When we moved to this house, there was no front garden, just a paved forecourt to park a car.
Last autumn we made a garden again. I sold my car. I pulled up the paving slabs and advertised them on Freecycle, where they were snapped up immediately and a man with a lorry came and took them away.
I thought it would be simple from there - just digging up the compacted earth and adding a bit of compost, maybe some sand to clear: but no! Under the slab was a thick layer of concrete that defied Badger's best efforts with his pick-axe. What to do what to do.....? (nothing for a while)
Then I began to go to Quaker meeting, and discovered a husband and wife a few doors along from me to be Friends. I was so pleased. The lady had seen my halted efforts with the garden-to-be, and was able to tell me her neighbour is a builder, then engaged in some work on her house.
A young man working for this builder took an afternoon out to come over with a jack-hammer and break up the concrete - which, along with the sand that had lain on top of the concrete, he was able to recycle in the ongoing works on our neighbours' home.
He had quoted me too low a price for this work - it took much longer than expected because the concrete was so thick. I thought he should be paid more, he said 'No! No! A quote's a quote!'
We argued back and forth a little, and I persuaded him to accept a bit extra - not, I think, the usual disagreement in such circumstances!
Then Badger bought some bags of compost and rotted manure, and we heaved it all in. My dear friend Pearl had given me £50 for some plants. I got penstemons, primula, alyssum, snow-in-summer, some hardy plants that you get in hanging baskets with small umbelliferous flowerheads in a variety of colurs (peachy pink here), a Peace rose and a white rose (Silver Wedding I think), a small Southernwood plant, some pinks - oh, lots of things!
I already had two lavenders outgrowing their pots and a rosemary needing transplanting. A lady on Freecycle responded to my posted request for plants and brought me wild geraniums and sedums and a buddleia. I was delighted with them, but they will stay in their pots, because they are somewhat invasive.
On the day we made the flowerbed, the first plants to go in were the lavenders - and even before I'd finished bedding them in the earth, a bee came to get involved.
My Quaker friends had brought me a campanula, which went at the front of the bed near where people pass by, so everyone could see its ravishingly soft sweet blue and green.
Towards the end of the autumn, beginning of the winter, we found a dwarf stock apple tree reduced to £6 at the garden centre - so that took pride of place in the centre of the garden.
Around the edges of this flower-bed remain paving slabs left for paths to the front door and the side gate, and along the front for the plants as they grow to spill onto without tripping up passersby. On the paths I am gathering plants in big pots - a curry plant, a euonymous, the geraniums and buddleia, and recently a big bay I transferred from its outgrown pot to a big blue-glazed one.
In the summer, I imagine many more trailing and sprouting, climbing and overspilling - I managed a brief riot of nasturtiums last year before the frosts.

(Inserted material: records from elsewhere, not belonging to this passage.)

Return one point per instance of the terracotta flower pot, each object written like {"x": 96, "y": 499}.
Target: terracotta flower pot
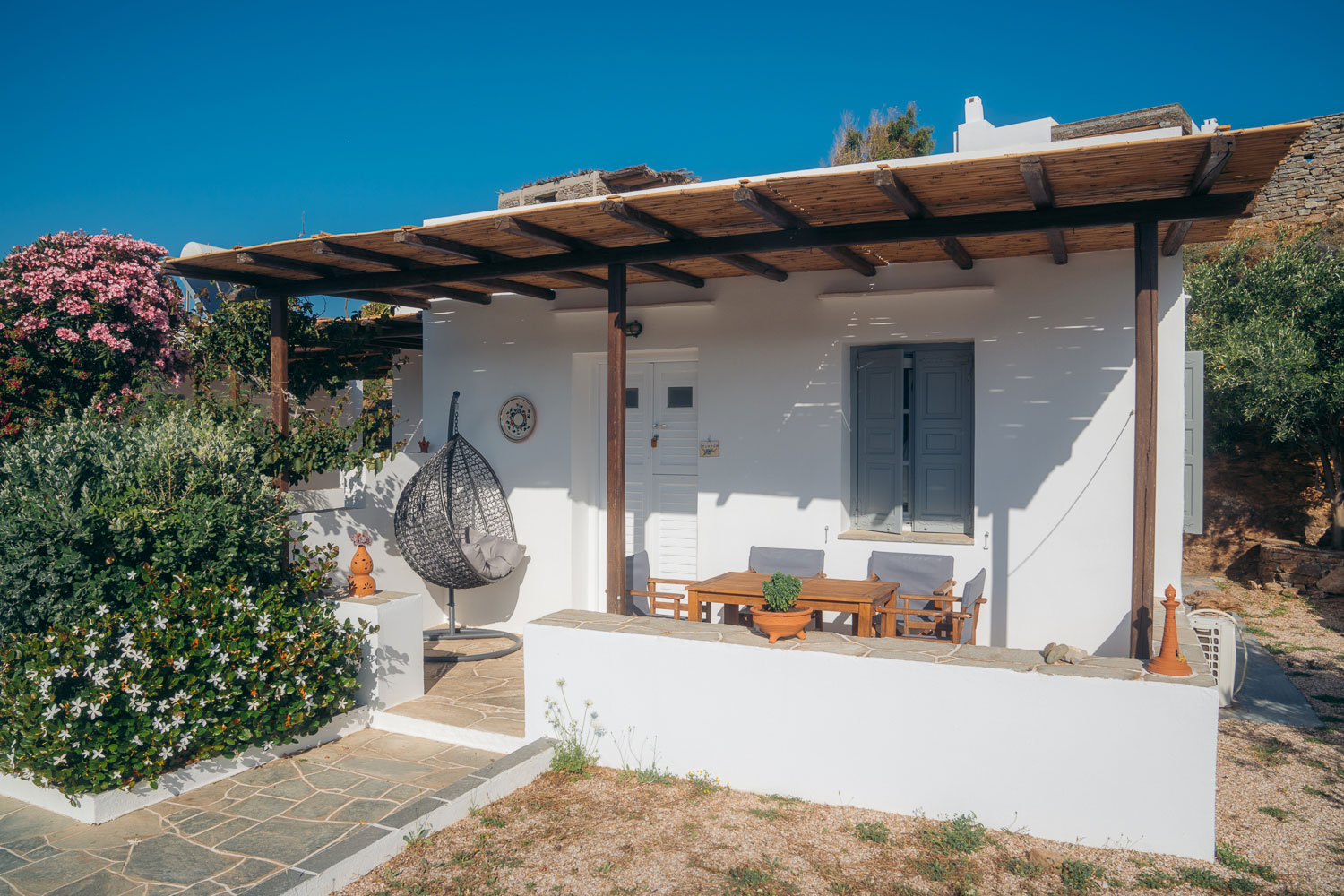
{"x": 787, "y": 624}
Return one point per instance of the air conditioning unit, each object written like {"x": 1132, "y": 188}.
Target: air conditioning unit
{"x": 1218, "y": 637}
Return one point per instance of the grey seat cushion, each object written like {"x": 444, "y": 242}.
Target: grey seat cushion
{"x": 492, "y": 555}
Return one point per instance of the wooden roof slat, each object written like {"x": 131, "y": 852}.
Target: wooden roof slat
{"x": 664, "y": 230}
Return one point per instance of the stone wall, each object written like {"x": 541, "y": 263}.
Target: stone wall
{"x": 1308, "y": 187}
{"x": 1290, "y": 565}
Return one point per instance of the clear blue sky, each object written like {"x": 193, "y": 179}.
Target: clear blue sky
{"x": 241, "y": 123}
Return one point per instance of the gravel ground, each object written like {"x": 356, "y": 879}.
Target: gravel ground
{"x": 1279, "y": 809}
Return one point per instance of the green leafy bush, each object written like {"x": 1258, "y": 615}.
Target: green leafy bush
{"x": 190, "y": 672}
{"x": 89, "y": 504}
{"x": 781, "y": 591}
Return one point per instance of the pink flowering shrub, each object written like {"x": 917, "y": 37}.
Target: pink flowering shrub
{"x": 85, "y": 322}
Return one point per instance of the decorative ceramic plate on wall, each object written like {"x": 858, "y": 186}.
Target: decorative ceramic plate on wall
{"x": 518, "y": 419}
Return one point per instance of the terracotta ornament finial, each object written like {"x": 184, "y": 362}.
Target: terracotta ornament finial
{"x": 1169, "y": 661}
{"x": 360, "y": 583}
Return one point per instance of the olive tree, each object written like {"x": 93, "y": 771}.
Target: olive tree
{"x": 1271, "y": 320}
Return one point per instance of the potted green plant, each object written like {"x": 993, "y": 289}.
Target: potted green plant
{"x": 781, "y": 616}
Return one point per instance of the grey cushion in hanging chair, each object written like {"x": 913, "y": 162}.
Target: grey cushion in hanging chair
{"x": 491, "y": 555}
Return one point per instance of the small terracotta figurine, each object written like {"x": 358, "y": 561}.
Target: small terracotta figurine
{"x": 360, "y": 583}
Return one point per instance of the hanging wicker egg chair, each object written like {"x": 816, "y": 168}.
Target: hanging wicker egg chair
{"x": 454, "y": 528}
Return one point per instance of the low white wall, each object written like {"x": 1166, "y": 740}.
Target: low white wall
{"x": 1074, "y": 759}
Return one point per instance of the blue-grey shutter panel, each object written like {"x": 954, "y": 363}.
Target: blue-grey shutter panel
{"x": 1193, "y": 490}
{"x": 878, "y": 438}
{"x": 941, "y": 433}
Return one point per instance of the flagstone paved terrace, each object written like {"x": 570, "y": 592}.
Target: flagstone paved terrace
{"x": 228, "y": 836}
{"x": 484, "y": 696}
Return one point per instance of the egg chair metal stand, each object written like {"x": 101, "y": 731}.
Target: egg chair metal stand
{"x": 456, "y": 490}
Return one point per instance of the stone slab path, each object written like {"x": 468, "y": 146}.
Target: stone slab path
{"x": 480, "y": 696}
{"x": 233, "y": 834}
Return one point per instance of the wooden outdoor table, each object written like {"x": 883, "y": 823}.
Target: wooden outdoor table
{"x": 862, "y": 598}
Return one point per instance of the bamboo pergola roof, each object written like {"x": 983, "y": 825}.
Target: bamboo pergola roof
{"x": 960, "y": 207}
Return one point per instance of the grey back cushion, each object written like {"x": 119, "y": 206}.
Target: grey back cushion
{"x": 492, "y": 555}
{"x": 917, "y": 573}
{"x": 637, "y": 579}
{"x": 970, "y": 592}
{"x": 788, "y": 560}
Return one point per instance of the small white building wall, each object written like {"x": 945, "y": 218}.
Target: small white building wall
{"x": 1054, "y": 429}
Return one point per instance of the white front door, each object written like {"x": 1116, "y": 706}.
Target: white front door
{"x": 661, "y": 452}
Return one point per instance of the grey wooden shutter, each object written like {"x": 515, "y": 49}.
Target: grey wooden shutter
{"x": 878, "y": 438}
{"x": 941, "y": 441}
{"x": 1193, "y": 489}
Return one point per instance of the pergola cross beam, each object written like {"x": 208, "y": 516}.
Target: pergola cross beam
{"x": 1211, "y": 164}
{"x": 902, "y": 198}
{"x": 1043, "y": 196}
{"x": 664, "y": 230}
{"x": 554, "y": 238}
{"x": 785, "y": 220}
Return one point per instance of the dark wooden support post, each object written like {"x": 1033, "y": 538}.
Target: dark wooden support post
{"x": 280, "y": 371}
{"x": 1145, "y": 438}
{"x": 616, "y": 438}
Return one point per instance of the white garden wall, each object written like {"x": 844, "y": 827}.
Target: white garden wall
{"x": 1064, "y": 756}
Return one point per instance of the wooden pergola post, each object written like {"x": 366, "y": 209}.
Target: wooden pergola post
{"x": 280, "y": 371}
{"x": 1145, "y": 438}
{"x": 616, "y": 438}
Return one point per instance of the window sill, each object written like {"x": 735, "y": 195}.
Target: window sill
{"x": 913, "y": 538}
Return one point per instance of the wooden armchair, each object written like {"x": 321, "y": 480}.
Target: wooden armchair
{"x": 645, "y": 589}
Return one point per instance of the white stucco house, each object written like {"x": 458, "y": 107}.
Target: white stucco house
{"x": 970, "y": 392}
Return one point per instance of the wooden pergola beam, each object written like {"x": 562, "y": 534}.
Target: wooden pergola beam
{"x": 484, "y": 255}
{"x": 666, "y": 230}
{"x": 1211, "y": 206}
{"x": 554, "y": 238}
{"x": 1043, "y": 196}
{"x": 785, "y": 220}
{"x": 1211, "y": 164}
{"x": 400, "y": 263}
{"x": 616, "y": 367}
{"x": 1145, "y": 441}
{"x": 903, "y": 199}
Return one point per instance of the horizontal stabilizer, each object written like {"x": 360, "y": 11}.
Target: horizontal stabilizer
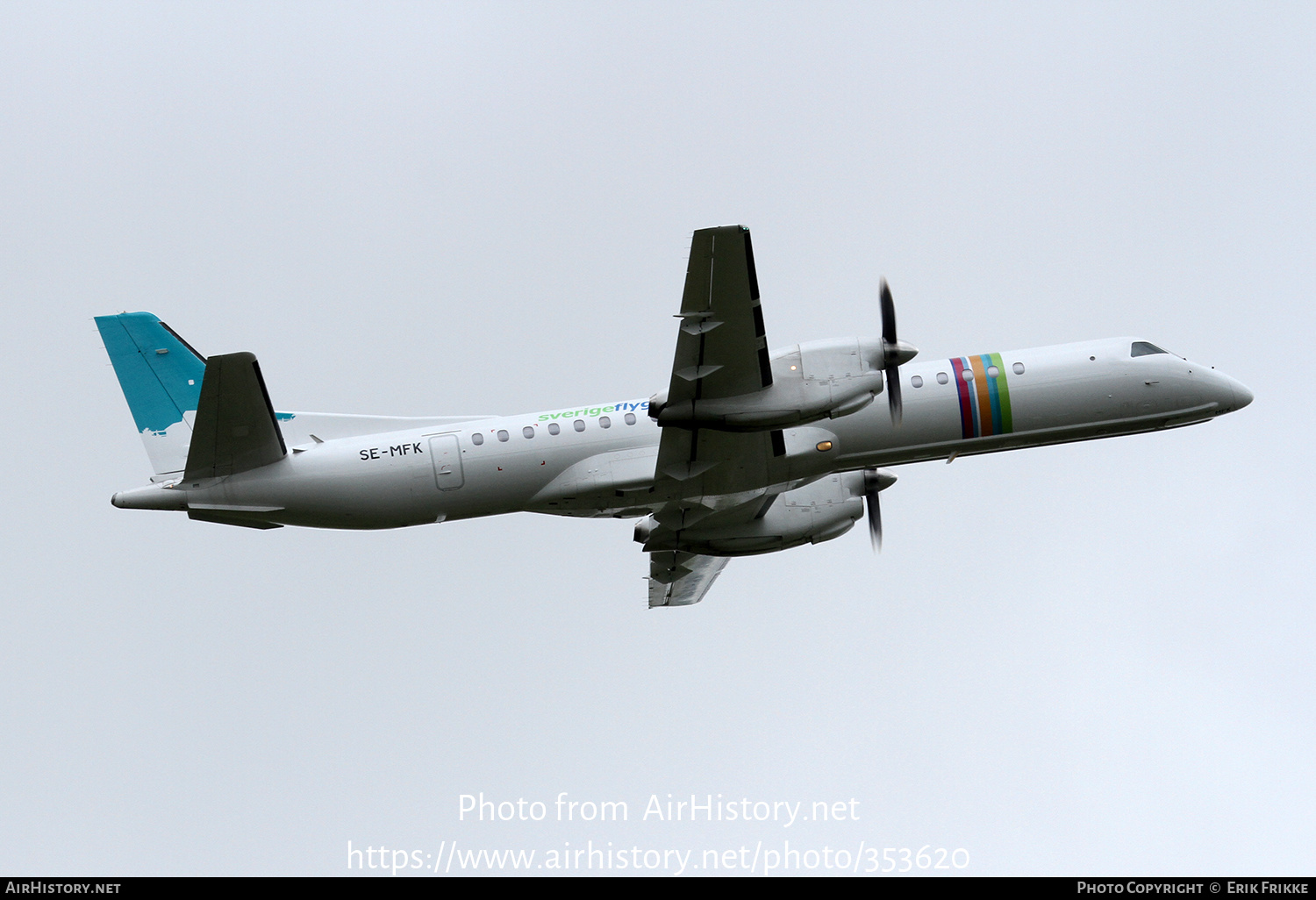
{"x": 236, "y": 429}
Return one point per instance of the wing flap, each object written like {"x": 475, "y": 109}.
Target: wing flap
{"x": 681, "y": 579}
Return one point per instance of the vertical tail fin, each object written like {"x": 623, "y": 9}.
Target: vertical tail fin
{"x": 161, "y": 378}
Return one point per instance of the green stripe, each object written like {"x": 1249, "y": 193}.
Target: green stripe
{"x": 1003, "y": 391}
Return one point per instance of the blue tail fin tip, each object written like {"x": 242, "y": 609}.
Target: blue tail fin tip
{"x": 160, "y": 373}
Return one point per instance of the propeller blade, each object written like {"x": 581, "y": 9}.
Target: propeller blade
{"x": 890, "y": 342}
{"x": 892, "y": 375}
{"x": 871, "y": 487}
{"x": 889, "y": 315}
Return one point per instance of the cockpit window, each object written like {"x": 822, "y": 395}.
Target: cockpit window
{"x": 1144, "y": 349}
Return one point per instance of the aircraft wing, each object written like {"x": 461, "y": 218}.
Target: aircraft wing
{"x": 681, "y": 579}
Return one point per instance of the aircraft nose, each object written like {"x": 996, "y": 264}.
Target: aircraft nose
{"x": 1242, "y": 396}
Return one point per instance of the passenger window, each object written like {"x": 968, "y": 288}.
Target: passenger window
{"x": 1144, "y": 349}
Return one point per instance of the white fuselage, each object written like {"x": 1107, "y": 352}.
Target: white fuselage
{"x": 491, "y": 466}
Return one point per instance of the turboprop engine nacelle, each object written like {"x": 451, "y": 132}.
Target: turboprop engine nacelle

Already the birds perch in the little apple tree on their way by - mostly visiting the glorious, berry-laden pyrocanthus that curves over our neighbour's fence.
Today I planted out a small clump of snowdrops, a tiny white hyacinth, and a number of primroses, some with rose pink flowers, some with pale green flowers.
It's such a small plot of land, too tiny to make much of a difference, but I'm hoping it will be part of the Revolution - the real Green Revolution, not the so-called one that keeps farmers in thrall to big businesses, selling them seeds for plants that won't yield seeds they can keep for next year.
To avoid the pendulum swing of drought and flood we have brought upon ourselves, we have first to understand the movement of water through the landscape. Root mats, plant bodies, serve to slow down the passage of the water, and hold in place the top layer of earth we rely on for fertility. If the earth is raw to the elements, it is vulnerable to being washed away. If it is covered by concrete or decking, the water never touches the earth, but floods over the top, bypassing some areas, torrenting through others. Plants gentle and slow the passing of water through the landscape, allowing it to soak without flooding the thirsty earth. Plants are the blessing of the earth.